Auditors are not, in fact, serving the client who pays them – they are serving in the public interest, and where there are auditors who have lost sight of this, it must be urgently addressed.

This is according to Ignatius Sehoole, CEO of KPMG SA, who was speaking at the opening of the Customer Experience Management Africa Summit in Cape Town on Wednesday.

Sehoole is a former president of the South African Institute of Chartered Accountants (SAICA). He was appointed to head up KPMG SA in November, with effect from May this year, after the company suffered reputational damage relating to work it did for Gupta-linked companies, as well as on the South African Revenue Service 'rogue unit' report.

Audits are done for the benefit of the users of the resultant financial statements, namely investors, shareholders, the public and communities in which companies operate, Sehoole said on Wednesday.

"The users of the financial statements must be able to trust the information contained in them, because it had been verified by an independent third party," he said.

"We lost sight of that.

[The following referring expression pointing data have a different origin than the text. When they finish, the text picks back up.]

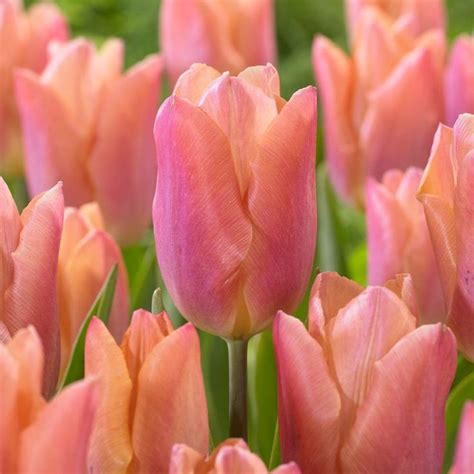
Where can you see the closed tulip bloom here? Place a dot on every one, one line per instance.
(24, 39)
(233, 456)
(88, 124)
(235, 206)
(459, 79)
(382, 105)
(36, 436)
(152, 394)
(399, 241)
(86, 256)
(229, 36)
(446, 195)
(29, 247)
(464, 458)
(362, 389)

That is one of the key issues the auditing profession needs to address."

Referring to KPMG itself, Sehoole said there had been "little oversight and poor decisions were being taken".

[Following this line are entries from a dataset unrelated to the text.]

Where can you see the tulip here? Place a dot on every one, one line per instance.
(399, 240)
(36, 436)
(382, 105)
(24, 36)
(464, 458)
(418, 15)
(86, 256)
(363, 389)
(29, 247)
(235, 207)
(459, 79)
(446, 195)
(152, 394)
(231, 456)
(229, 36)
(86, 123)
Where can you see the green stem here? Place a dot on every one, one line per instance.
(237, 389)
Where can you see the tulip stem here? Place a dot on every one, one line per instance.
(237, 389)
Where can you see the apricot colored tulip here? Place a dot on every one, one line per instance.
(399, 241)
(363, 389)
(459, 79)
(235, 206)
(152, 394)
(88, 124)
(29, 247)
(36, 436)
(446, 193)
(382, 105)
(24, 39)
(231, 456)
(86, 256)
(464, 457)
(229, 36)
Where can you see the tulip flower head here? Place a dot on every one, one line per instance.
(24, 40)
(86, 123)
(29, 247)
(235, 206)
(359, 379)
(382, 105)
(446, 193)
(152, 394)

The duty of a chartered accountant is duty of public interest, according to Sehoole, as well as "the code of conduct of SAICA and what we need to get back on track".

KPMG reforms

Sehoole said reforms at KPMG included structurally separating the executive committee and the board. Independent managing directors were also introduced to scrutinise operations, including the risk management and compliance committee.

"So, for the first time we opened ourselves up to scrutiny from outside the firm. We also looked at our client list to see whether the clients we have are within the risk profile acceptable to us," said Sehoole.

"After all the mess we went through we lost clients and we ended up deciding to let some others go too. It is something we should have done before. Even the ones we still have we continue to evaluate. And before we start any new assignment for a client, we re-evaluate again to see if anything changed since the previous time we did work for them."

Recently, the firm declined to do work for two potential new clients because their risk profiles were not acceptable, Sehoole said. "We do this because we must send the right message out there," he explained.

The company needs a culture where employees are not afraid of "stepping out of line" for fear of retribution if they voice concerns, he added.

"Employees must be able to talk about anything. We have an international hotline they can use," he said.